Porsche bremst E-Auto-Pläne: Verbrenner und Hybride bleiben länger im Programm
Abraham HermighausenPorsche bremst E-Auto-Pläne: Verbrenner und Hybride bleiben länger im Programm
Porsche hat sein Ziel, bis 2030 fast ausschließlich Elektrofahrzeuge anzubieten, verschoben. Der Schritt erfolgt vor dem Hintergrund einer unsicheren Wirtschaftslage und veränderter Marktnachfrage. Stattdessen wird der Hersteller Verbrennungs- und Hybridmodelle länger als ursprünglich geplant im Programm behalten.
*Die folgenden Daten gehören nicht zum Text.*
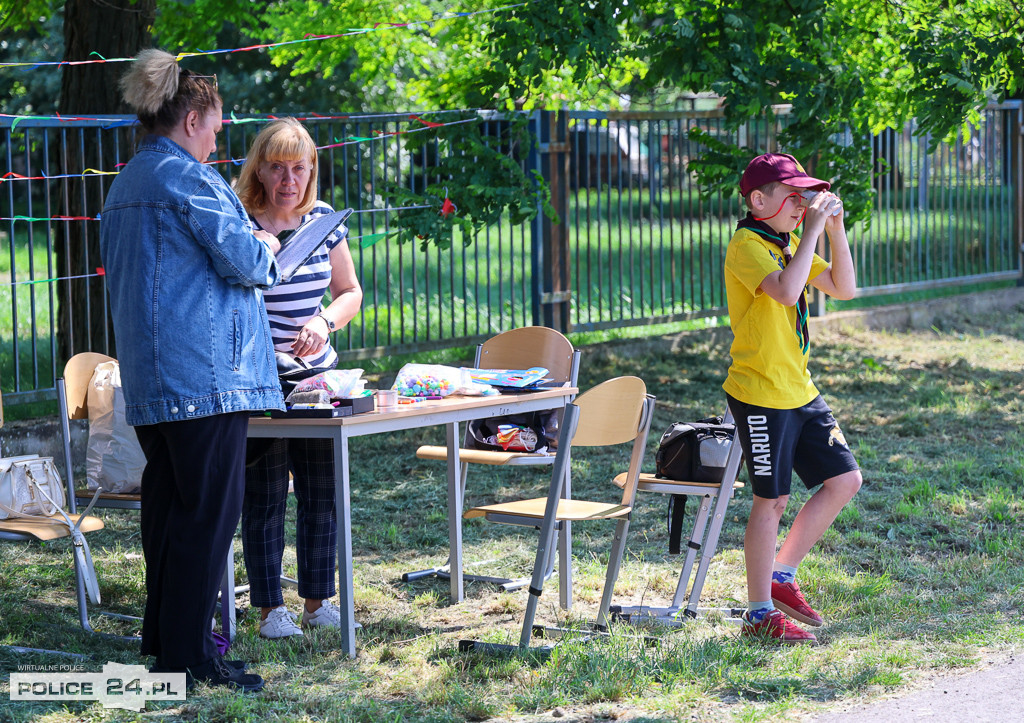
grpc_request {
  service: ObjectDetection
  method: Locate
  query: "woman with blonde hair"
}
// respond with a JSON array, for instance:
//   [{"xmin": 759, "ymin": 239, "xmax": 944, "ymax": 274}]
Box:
[
  {"xmin": 234, "ymin": 118, "xmax": 362, "ymax": 638},
  {"xmin": 99, "ymin": 50, "xmax": 284, "ymax": 691}
]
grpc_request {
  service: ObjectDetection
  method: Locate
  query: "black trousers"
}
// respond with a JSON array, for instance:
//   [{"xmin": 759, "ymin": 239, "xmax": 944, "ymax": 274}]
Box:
[{"xmin": 135, "ymin": 412, "xmax": 249, "ymax": 669}]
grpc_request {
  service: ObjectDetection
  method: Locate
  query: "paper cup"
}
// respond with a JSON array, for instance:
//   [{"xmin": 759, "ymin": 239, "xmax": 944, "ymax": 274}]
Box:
[{"xmin": 377, "ymin": 389, "xmax": 398, "ymax": 410}]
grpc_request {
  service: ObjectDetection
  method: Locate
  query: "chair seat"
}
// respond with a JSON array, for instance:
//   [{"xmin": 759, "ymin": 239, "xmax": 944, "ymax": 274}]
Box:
[
  {"xmin": 0, "ymin": 515, "xmax": 103, "ymax": 540},
  {"xmin": 75, "ymin": 490, "xmax": 142, "ymax": 503},
  {"xmin": 463, "ymin": 497, "xmax": 632, "ymax": 521},
  {"xmin": 611, "ymin": 472, "xmax": 743, "ymax": 495},
  {"xmin": 416, "ymin": 444, "xmax": 555, "ymax": 465}
]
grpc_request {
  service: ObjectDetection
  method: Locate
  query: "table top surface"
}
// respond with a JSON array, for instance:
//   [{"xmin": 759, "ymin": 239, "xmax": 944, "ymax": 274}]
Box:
[{"xmin": 249, "ymin": 386, "xmax": 580, "ymax": 427}]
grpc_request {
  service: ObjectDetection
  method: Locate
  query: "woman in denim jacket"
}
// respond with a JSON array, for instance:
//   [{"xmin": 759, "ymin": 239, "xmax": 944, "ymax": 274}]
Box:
[{"xmin": 99, "ymin": 50, "xmax": 283, "ymax": 690}]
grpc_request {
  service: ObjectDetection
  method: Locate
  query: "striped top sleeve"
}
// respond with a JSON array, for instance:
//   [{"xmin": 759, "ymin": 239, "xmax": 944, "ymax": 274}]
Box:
[{"xmin": 250, "ymin": 201, "xmax": 348, "ymax": 369}]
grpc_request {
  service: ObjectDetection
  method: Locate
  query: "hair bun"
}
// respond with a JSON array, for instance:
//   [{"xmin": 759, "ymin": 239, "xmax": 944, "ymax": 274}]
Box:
[{"xmin": 121, "ymin": 48, "xmax": 179, "ymax": 115}]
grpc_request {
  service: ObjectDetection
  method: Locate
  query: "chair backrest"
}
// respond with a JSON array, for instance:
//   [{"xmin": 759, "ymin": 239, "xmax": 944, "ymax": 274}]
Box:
[
  {"xmin": 476, "ymin": 327, "xmax": 579, "ymax": 385},
  {"xmin": 555, "ymin": 377, "xmax": 654, "ymax": 507},
  {"xmin": 572, "ymin": 377, "xmax": 647, "ymax": 446},
  {"xmin": 63, "ymin": 351, "xmax": 115, "ymax": 419}
]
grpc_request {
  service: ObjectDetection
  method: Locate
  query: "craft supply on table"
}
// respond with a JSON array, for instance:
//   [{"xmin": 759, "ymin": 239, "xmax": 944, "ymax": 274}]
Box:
[{"xmin": 377, "ymin": 389, "xmax": 398, "ymax": 410}]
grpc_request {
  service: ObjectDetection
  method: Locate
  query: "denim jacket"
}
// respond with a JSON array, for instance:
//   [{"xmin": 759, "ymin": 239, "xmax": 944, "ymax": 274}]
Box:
[{"xmin": 99, "ymin": 135, "xmax": 284, "ymax": 425}]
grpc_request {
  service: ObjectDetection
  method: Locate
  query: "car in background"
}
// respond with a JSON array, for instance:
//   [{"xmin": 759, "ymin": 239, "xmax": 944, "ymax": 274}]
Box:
[{"xmin": 569, "ymin": 121, "xmax": 650, "ymax": 188}]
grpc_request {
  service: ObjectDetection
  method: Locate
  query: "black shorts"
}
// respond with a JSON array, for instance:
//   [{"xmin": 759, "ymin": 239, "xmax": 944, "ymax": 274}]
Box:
[{"xmin": 729, "ymin": 396, "xmax": 859, "ymax": 500}]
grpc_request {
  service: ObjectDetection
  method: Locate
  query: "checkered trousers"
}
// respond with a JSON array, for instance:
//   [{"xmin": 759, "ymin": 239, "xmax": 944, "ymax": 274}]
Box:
[{"xmin": 242, "ymin": 439, "xmax": 338, "ymax": 607}]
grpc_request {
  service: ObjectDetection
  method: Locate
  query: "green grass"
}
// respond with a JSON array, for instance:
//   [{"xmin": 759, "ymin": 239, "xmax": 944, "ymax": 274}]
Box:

Die Entscheidung fällt nach Monaten steigender Energiekosten und unberechenbarer Inflationsprognosen. Allein der Preis für Brent-Rohöl ist in den letzten Monaten um 27 Prozent gestiegen, was den Produktionskosten zusätzlichen Druck verleiht. Gleichzeitig hat die Europäische Zentralbank ihre Inflationserwartung für 2026 auf 2,6 Prozent angehoben – ein weiterer Unsicherheitsfaktor.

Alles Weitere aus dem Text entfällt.